In 2008 the NSSA carried out an audit of 224 hospitals in Britain to find out whether hospitals had followed the Guideline. The information from each hospital was collected by the hospital staff themselves, then compared to previous audits to see whether stroke service organisation had improved or not over the different rounds of the audit.
- Work with all agencies to raise the public awareness of stroke to speed up access to hospital following stroke. Ensure that the FAST test is used in diagnosis before hospital and made part of the record accessible to all hospital staff.
- Organise hospital care so that patients are admitted directly to an acute stroke unit from A&E without having to go through an admission ward or clinical decision unit and all suitable patients can be treated with thrombolysis as quickly as possible.
- Improve the training and support given to junior doctors and staff from nonstroke disciplines who undertake initial clerking of stroke patients. There should be regular quality control to ensure that documentation is complete.
- Brain scanning should be speeded up in many units. There is no excuse not to scan virtually all patients within 24 hours of admission.
- Ensure that all acute stroke units have effective multidisciplinary teams and working which includes physiotherapy, occupational therapy, speech and language therapy, dietetics and psychology.

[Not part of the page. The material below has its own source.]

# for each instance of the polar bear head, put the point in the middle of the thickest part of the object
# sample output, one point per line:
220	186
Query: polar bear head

- Find the 25% of patients who do not currently get to a stroke unit and do something for them. If a hospital cannot provide specialist care for these patients then a more effective neighbouring hospital should be commissioned to provide the care instead.
- Take urinary continence more seriously. All patients with persisting incontinence after a stroke should have a continence assessment and appropriate treatment given.
- Manage all patients so as to avoid chest infection and urinary tract infection and identify and treat infections early when they do occur.
- Communicate better with patients and relatives, particularly about the stroke diagnosis and prognosis and how to prevent further strokes.
- Make sure you give the correct advice is given to patients who drive ie that they must not drive for at least 1 month after stroke and that a return to driving is dependent on satisfactory recovery. Record this discussion in the notes.